INTRODUCTION
Rhabdomyolysis refers to the breakdown of skeletal muscle cells with the release of their intracellular constituents into circulation, such as myoglobin, enzymes (creatine kinase, transaminases, lactate dehydrogenase) and electrolytes (potassium, phosphate) [1-3]. Its causes may be physical such as trauma/ crush injury, prolonged immobilization, intense muscle activity (seizure, exertion, neuroleptic malignant syndrome), burns, and electrocution. It can have non-physical causes such as drugs, toxins, venoms, infections, genetic myopathies, dyselectrolytemia, ischemia and more. These non-physical causes induce muscle damage by direct sarcolemmic injury, ATP-depleting and other metabolic mechanisms [2, 3]. Drugs like statins and colchicine cause direct myotoxicity whereas cocaine and amphetamines cause vasoconstrictive ischemia [4, 5]. Concurrent usage of statins with other drugs like steroids, cyclosporine, gemfibrozil and CYP450 inhibitors in general, increases the risk of statin-induced rhabdomyolysis. Of the many complications of rhabdomyolysis, pigment (myoglobin)-induced acute kidney injury (AKI) is common, seen in up to 30% of cases, especially so when CK levels are more than 5000 IU/L [2].

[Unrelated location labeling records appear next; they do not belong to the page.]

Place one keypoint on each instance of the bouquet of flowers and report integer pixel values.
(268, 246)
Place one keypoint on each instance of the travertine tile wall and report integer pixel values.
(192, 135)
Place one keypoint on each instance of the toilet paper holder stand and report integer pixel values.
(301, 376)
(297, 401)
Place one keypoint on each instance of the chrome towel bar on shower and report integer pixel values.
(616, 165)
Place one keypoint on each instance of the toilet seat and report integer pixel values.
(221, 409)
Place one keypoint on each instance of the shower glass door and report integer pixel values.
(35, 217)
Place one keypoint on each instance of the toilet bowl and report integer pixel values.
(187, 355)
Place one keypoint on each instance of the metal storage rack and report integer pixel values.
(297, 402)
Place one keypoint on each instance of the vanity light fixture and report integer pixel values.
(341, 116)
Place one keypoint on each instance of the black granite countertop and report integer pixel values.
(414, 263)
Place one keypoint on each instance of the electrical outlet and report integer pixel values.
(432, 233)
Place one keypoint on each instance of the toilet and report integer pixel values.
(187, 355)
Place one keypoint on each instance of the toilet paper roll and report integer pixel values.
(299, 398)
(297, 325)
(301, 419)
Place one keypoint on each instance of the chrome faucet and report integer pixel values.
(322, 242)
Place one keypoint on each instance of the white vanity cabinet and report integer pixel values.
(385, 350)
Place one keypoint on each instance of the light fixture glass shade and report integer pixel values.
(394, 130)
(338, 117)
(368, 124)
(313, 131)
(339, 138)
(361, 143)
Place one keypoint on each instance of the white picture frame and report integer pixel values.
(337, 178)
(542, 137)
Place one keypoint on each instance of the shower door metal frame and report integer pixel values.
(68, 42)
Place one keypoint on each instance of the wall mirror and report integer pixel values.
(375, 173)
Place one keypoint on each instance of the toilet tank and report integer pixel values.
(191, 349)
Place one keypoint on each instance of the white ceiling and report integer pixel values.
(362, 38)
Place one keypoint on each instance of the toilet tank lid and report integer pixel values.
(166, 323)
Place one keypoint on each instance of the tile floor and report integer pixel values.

COVID-19 is a known infectious cause of rhabdomyolysis, however, literature suggests that usually only severe COVID-19 leading to hypoxia causes rhabdomyolysis due to energy supply-demand mismatch [1]. Often, other risk factors are concurrently present with severe COVID-19, that may contribute to this, such as old age, diabetes, hypertension, hypothyroidism, injury, inborn errors of metabolism, and use of myotoxic drugs like statins, fluoroquinolones, macrolide antibiotics, HIV protease inhibitors, antipsychotics, and chemotherapy agents [1, 6]. Notably, the SARS CoV-2 virus spike protein is known to cause host cell mitochondrial dysfunction, leading to altered bioenergetics and cellular breakdown in muscles [1]. Asymptomatic COVID-19-associated rhabdomyolysis and AKI is a less reported occurrence [7]. This article will discuss this rare scenario, focusing on underlying risk factors.